La crise intérieure chez les dirigeants s’accroît par suite du mécontentement des dirigés. Le maintien au pouvoir d’une bande d’exploiteurs durera jusqu’au jour où ce mécontentement se changera en révolution. Pour le moment, une atmosphère de méfiance et de nervosité règne au Reichstag. Fatigués par la guerre, les partisans de Südekum se pressent peureusement autour du chancelier, dans le possibilisme impérialiste duquel ils voient la ligne de moindre résistance (pour les dirigeants et pour eux-mêmes).

A la dernière séance du Reichstag, les sociaux-patriotes ont sauvé leur « anti-annexionniste » Bethmann-Hollweg. Au contraire, pour l’aile gauche du Parti, la prise de conscience sans cesse croissante des masses, l’inquiétude des dirigeants créent des circonstances on ne peut plus favorables. Au Landtag, cette citadelle des Junkers, Liebknecht a, – suivant un télégramme de Havas – , « appelé les combattants des tranchées à pointer leurs armes sur l’ennemi commun, le Militarisme et le Capitalisme ».

Les travailleurs de Essen, le fief de Krupp d’où partent pour le front les machines infernales de mort, s’unissent dans l’opposition par l’intermédiaire de leurs représentants. Si, aujourd’hui, ceux qui fabriquent les canons font écho à la voix de Liebknecht, demain ce sera le tour de ceux qui les pointent.

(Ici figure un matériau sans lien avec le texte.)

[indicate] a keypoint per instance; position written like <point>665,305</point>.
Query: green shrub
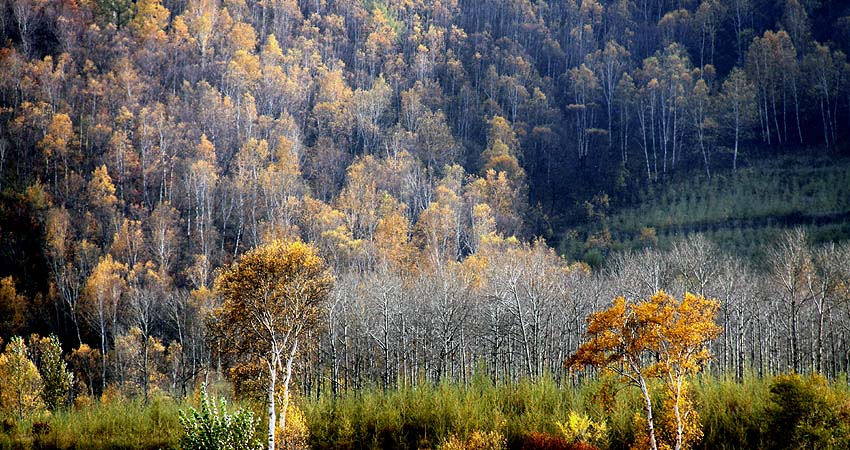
<point>212,428</point>
<point>806,413</point>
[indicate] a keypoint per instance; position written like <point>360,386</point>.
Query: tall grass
<point>734,414</point>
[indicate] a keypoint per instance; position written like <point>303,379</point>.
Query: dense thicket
<point>145,144</point>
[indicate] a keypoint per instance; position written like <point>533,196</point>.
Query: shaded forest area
<point>421,147</point>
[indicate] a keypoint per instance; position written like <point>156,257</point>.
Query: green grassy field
<point>742,211</point>
<point>806,411</point>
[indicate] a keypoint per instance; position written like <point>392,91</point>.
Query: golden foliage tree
<point>661,338</point>
<point>20,382</point>
<point>272,295</point>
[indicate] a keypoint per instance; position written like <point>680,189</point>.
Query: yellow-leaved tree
<point>271,295</point>
<point>657,338</point>
<point>20,382</point>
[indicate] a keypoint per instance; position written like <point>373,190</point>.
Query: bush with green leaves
<point>805,413</point>
<point>213,428</point>
<point>55,376</point>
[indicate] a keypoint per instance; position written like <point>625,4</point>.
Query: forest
<point>475,180</point>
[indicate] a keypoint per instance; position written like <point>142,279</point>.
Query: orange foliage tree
<point>661,338</point>
<point>271,295</point>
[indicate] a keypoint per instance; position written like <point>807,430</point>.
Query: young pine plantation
<point>332,224</point>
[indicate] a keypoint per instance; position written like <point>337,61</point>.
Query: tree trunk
<point>272,413</point>
<point>286,380</point>
<point>648,404</point>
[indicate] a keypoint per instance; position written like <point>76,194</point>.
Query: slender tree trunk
<point>286,380</point>
<point>272,414</point>
<point>649,421</point>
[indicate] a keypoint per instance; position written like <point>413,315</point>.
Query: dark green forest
<point>478,177</point>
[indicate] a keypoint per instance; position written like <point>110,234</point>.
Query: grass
<point>740,211</point>
<point>734,414</point>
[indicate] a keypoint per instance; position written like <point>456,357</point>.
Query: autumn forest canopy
<point>423,160</point>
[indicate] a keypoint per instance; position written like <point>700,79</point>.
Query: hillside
<point>744,212</point>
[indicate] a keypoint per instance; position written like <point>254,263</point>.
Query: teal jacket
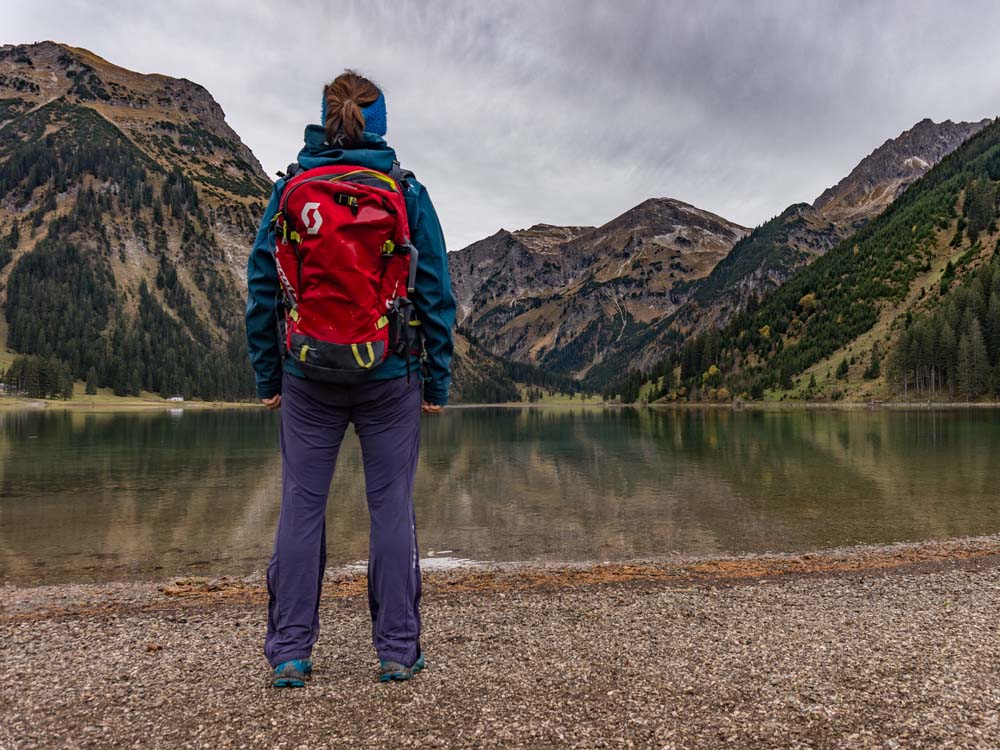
<point>432,298</point>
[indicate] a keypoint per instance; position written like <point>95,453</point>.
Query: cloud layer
<point>570,112</point>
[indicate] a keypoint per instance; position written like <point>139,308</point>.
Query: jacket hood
<point>374,152</point>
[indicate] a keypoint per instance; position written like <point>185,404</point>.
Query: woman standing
<point>382,399</point>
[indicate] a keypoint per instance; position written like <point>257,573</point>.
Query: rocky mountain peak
<point>892,167</point>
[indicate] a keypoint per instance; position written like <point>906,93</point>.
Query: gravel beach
<point>873,647</point>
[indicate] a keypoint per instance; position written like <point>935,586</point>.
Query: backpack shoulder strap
<point>402,176</point>
<point>291,170</point>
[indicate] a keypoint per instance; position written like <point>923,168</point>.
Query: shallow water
<point>93,496</point>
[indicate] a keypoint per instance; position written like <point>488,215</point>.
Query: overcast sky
<point>516,112</point>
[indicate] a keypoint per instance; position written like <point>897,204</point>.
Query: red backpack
<point>345,263</point>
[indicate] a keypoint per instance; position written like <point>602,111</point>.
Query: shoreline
<point>106,404</point>
<point>75,598</point>
<point>113,404</point>
<point>863,647</point>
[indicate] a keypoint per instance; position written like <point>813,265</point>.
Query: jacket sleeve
<point>262,302</point>
<point>432,298</point>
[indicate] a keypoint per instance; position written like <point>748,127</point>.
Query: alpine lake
<point>196,492</point>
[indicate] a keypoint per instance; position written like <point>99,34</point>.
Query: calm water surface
<point>154,495</point>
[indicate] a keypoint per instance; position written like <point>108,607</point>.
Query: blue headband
<point>374,114</point>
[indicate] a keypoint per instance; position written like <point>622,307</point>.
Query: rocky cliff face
<point>774,251</point>
<point>128,200</point>
<point>560,296</point>
<point>883,175</point>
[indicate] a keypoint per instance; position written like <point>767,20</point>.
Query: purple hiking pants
<point>314,418</point>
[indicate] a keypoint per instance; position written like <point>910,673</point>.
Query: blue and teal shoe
<point>394,671</point>
<point>292,673</point>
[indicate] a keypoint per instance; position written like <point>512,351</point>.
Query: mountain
<point>558,297</point>
<point>910,304</point>
<point>774,251</point>
<point>802,232</point>
<point>127,210</point>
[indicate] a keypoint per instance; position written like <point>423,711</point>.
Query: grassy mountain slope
<point>903,263</point>
<point>558,297</point>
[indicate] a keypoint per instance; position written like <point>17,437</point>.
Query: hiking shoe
<point>393,670</point>
<point>292,673</point>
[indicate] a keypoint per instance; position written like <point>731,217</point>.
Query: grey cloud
<point>570,112</point>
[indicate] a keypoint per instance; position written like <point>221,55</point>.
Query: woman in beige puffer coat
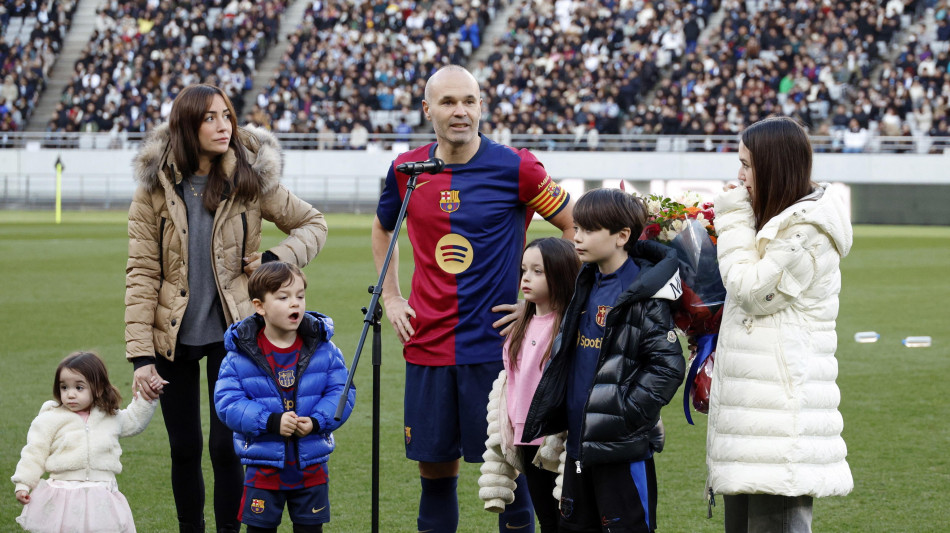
<point>774,434</point>
<point>194,230</point>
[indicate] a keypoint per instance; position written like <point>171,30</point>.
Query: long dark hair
<point>104,395</point>
<point>781,160</point>
<point>188,110</point>
<point>561,266</point>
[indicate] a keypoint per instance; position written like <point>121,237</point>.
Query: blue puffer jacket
<point>246,393</point>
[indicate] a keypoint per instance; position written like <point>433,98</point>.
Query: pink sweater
<point>523,379</point>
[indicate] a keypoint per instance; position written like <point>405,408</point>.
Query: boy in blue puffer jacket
<point>278,390</point>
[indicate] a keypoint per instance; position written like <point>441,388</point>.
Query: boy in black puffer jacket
<point>616,362</point>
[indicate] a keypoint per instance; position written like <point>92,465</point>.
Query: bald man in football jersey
<point>467,225</point>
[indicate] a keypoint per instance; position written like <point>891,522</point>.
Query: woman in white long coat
<point>774,436</point>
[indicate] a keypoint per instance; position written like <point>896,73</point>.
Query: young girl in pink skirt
<point>76,439</point>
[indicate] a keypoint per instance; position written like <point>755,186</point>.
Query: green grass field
<point>63,288</point>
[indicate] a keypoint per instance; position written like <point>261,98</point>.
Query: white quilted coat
<point>774,425</point>
<point>503,462</point>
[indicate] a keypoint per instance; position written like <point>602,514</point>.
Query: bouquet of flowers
<point>686,225</point>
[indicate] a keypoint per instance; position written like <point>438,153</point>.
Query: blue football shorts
<point>444,411</point>
<point>614,496</point>
<point>264,507</point>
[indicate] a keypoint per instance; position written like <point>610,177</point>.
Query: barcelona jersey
<point>467,227</point>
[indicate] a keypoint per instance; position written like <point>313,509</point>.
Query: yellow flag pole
<point>59,190</point>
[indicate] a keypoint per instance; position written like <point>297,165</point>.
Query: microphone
<point>432,166</point>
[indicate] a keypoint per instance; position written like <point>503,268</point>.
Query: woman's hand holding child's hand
<point>148,383</point>
<point>288,424</point>
<point>304,426</point>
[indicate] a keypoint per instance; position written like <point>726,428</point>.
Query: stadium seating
<point>357,67</point>
<point>142,53</point>
<point>32,36</point>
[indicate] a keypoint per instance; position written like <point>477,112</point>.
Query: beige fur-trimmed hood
<point>262,150</point>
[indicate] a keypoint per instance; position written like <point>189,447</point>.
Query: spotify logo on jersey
<point>453,253</point>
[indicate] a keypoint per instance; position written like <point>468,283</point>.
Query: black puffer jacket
<point>640,366</point>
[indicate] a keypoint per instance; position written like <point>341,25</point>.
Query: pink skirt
<point>77,507</point>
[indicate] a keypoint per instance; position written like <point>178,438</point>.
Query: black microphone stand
<point>372,316</point>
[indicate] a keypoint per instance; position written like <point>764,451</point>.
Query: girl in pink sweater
<point>549,269</point>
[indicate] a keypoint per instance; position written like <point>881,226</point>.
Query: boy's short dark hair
<point>270,277</point>
<point>611,209</point>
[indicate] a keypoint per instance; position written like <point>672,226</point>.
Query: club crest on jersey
<point>449,201</point>
<point>286,378</point>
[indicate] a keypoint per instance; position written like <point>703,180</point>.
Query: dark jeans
<point>181,408</point>
<point>767,513</point>
<point>541,487</point>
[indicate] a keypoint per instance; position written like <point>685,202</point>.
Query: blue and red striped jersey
<point>467,227</point>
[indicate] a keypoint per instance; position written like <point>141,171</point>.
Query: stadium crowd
<point>825,64</point>
<point>356,67</point>
<point>866,74</point>
<point>141,54</point>
<point>32,37</point>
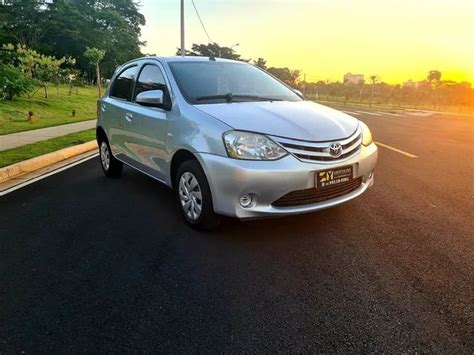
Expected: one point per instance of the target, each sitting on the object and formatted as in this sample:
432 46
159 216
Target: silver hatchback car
231 139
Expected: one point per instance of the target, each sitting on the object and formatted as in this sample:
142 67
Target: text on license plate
333 177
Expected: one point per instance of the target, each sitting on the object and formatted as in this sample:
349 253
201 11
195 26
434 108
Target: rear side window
123 84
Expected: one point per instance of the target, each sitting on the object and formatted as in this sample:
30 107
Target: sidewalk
9 141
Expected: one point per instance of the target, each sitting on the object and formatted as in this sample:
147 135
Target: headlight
366 135
251 146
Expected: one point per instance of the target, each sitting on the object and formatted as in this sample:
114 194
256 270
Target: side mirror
299 93
150 98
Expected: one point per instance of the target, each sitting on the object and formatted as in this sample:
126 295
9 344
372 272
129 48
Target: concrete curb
27 166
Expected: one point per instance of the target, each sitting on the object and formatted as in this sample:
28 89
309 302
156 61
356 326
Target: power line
202 23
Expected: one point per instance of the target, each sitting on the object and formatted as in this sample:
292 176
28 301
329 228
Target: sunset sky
395 39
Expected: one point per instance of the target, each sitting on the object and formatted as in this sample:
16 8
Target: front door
149 124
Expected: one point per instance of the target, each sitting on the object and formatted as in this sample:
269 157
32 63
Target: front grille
310 196
319 151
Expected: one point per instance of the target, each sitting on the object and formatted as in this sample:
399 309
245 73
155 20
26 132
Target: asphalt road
89 264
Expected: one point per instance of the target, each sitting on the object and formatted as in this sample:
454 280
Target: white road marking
389 114
26 183
352 113
370 113
397 150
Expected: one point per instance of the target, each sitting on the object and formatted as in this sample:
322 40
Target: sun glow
396 40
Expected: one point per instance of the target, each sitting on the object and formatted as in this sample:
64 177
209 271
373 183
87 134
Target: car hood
304 120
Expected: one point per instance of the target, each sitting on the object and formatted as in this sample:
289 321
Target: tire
194 197
112 167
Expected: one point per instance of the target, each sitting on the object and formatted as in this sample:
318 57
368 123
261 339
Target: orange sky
395 39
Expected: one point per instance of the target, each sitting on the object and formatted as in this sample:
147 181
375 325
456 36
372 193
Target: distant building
350 78
409 84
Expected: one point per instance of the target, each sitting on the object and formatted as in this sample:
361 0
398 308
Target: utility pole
183 51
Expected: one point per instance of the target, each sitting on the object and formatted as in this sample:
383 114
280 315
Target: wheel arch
179 157
100 134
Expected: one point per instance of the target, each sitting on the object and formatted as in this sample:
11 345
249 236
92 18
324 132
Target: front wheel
194 197
111 166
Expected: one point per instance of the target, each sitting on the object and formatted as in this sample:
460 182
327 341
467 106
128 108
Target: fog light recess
246 200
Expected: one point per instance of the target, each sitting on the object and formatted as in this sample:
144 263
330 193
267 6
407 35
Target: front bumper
229 179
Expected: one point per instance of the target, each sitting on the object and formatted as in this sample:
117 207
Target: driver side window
151 78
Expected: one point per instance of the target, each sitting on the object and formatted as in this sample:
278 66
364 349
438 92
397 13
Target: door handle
128 117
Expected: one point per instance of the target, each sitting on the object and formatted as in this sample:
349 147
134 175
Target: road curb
12 171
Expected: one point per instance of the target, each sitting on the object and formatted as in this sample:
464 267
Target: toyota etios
231 139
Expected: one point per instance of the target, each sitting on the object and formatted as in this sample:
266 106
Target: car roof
183 59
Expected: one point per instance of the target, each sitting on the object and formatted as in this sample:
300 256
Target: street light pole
183 52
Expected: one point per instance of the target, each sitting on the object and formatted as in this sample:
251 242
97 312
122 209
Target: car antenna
212 56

Alors la résolution des contradictions marchera à pas de géant et les masses laborieuses allemandes – et non seulement d’Allemagne – , trouveront l’idéal pour leur propre guerre. Liebknecht et ses amis ne peuvent douter de ce que chaque voix révolutionnaire éveille un écho à deux résonances dans les conditions actuelles.